Llegado a este punto, siente la tentación de detenerse a racionalizar cada uno de estos detalles, pero todavía no es momento de hacerlo. No puede permitir que los recuerdos de su ensoñación se diluyan y decide abocarse a otra de sus imágenes: los seis ojos enrojecidos. No cabe duda de que esa bestia era Cerbero, el monstruoso perro de tres cabezas que, según el falso Hernán, José iba a tener que adormecer para poder analizarlo. Pues bien, Pablo lo ha hecho, y ahora puede avanzar seguro por el camino que conduce al infierno personal de Santana. Solo le resta descifrar los extraños símbolos tallados en el sarcófago y, aunque durante la pesadilla no fue capaz de vislumbrar su significado oculto, en este momento lo hace con toda facilidad. Entonces, como si un relámpago iluminara de golpe una noche cerrada, las piezas del rompecabezas se acomodan en su mente hasta desnudar toda la verdad.

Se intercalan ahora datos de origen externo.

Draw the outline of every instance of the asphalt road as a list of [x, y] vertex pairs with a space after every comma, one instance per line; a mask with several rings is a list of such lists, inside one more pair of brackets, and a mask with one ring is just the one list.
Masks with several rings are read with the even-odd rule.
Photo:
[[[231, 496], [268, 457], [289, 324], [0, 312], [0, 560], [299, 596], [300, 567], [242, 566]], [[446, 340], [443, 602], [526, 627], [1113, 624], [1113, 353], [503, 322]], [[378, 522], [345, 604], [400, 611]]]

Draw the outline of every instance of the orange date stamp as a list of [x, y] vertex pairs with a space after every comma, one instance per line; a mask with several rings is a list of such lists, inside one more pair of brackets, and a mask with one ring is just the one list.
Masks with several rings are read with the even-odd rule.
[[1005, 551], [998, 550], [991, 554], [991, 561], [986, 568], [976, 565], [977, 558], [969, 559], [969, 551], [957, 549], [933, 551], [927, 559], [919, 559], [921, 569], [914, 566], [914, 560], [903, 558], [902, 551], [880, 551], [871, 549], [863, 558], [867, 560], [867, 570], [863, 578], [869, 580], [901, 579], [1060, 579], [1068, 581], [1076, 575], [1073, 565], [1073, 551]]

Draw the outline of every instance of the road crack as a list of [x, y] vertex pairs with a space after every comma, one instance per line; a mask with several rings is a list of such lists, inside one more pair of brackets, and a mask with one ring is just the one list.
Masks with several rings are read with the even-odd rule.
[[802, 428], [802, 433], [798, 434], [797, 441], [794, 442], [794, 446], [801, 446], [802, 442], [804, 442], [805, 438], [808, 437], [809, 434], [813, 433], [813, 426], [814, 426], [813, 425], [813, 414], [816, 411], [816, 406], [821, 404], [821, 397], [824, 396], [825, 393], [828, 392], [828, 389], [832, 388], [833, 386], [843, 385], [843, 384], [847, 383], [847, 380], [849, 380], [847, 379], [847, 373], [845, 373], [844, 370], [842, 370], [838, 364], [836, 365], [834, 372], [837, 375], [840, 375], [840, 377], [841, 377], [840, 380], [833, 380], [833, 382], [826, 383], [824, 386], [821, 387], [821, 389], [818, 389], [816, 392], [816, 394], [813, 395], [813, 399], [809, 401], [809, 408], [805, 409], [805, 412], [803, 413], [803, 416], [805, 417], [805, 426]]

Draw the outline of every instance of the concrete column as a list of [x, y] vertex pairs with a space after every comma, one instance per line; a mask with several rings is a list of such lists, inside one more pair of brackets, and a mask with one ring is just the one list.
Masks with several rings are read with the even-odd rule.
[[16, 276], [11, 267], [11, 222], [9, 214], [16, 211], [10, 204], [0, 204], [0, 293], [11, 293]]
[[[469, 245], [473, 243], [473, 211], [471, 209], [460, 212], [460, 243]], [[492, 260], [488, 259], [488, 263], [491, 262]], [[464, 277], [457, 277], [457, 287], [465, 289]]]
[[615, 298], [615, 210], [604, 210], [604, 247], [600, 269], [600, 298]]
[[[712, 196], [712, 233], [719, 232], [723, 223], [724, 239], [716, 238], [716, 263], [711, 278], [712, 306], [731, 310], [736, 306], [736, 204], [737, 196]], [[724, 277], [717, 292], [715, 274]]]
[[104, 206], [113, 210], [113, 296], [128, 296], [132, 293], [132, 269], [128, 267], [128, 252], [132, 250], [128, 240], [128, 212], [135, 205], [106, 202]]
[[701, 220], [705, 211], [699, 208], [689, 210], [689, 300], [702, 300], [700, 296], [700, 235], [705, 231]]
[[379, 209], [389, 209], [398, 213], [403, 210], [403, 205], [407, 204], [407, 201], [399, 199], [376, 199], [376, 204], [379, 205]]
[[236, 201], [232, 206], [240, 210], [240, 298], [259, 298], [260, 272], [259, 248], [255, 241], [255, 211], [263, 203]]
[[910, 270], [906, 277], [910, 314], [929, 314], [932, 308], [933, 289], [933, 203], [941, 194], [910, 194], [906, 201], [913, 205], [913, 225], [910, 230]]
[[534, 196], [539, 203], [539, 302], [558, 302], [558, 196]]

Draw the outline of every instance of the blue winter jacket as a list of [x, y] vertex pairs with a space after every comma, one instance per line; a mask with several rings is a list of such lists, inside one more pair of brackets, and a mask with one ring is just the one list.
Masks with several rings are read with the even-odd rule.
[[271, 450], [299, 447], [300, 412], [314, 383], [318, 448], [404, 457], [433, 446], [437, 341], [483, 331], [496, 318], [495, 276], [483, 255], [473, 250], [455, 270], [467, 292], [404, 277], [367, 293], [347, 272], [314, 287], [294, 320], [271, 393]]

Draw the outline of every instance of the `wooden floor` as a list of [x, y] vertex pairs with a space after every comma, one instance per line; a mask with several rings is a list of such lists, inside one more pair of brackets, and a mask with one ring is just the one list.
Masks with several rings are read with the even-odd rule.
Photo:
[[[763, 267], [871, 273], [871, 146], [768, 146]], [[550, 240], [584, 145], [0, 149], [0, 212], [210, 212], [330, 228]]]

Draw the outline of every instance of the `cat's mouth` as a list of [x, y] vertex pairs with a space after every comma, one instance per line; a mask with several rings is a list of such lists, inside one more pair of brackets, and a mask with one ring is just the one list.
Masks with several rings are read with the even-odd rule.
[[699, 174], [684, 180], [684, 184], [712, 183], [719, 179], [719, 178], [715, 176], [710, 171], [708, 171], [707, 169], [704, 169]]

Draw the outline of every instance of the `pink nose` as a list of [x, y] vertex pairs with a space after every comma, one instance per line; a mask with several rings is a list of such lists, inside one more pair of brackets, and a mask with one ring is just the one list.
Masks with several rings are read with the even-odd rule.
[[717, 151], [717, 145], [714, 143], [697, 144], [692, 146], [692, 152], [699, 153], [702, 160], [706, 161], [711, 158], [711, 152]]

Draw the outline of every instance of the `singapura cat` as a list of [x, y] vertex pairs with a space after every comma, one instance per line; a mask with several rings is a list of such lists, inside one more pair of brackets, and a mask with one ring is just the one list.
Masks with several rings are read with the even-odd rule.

Recuerda lo que Dante le dijo al Gitano durante una de sus sesiones, y acuerda. Tenían razón los egipcios: quien conoce el nombre de alguien tiene potestad sobre él, y ahora Rouviot lo conoce.

—¿Cómo no lo vi antes? —se pregunta a la vez que sale disparado hacia el cuarto.

Se viste con lo primero que encuentra y camina rumbo al pasillo. Llama al ascensor, pero está demasiado ansioso para esperarlo, así que baja corriendo las escaleras hasta llegar a la puerta de calle. Aunque el clima es frío, su cuerpo está mojado por el sudor. Maldice por no encontrar ningún taxi. Sin embargo, debe calmarse. Sabe que lo espera un momento difícil, pero inevitable. Por fin, divisa a lo lejos la luz roja en el parabrisas y hace señas para que el conductor se detenga. Cuando se sube al auto, toma su celular y llama. Sabe que no van a estar felices de escuchar su voz, pero sabe también que, con lo que tiene para decir, no les va a quedar más opción que recibirlo.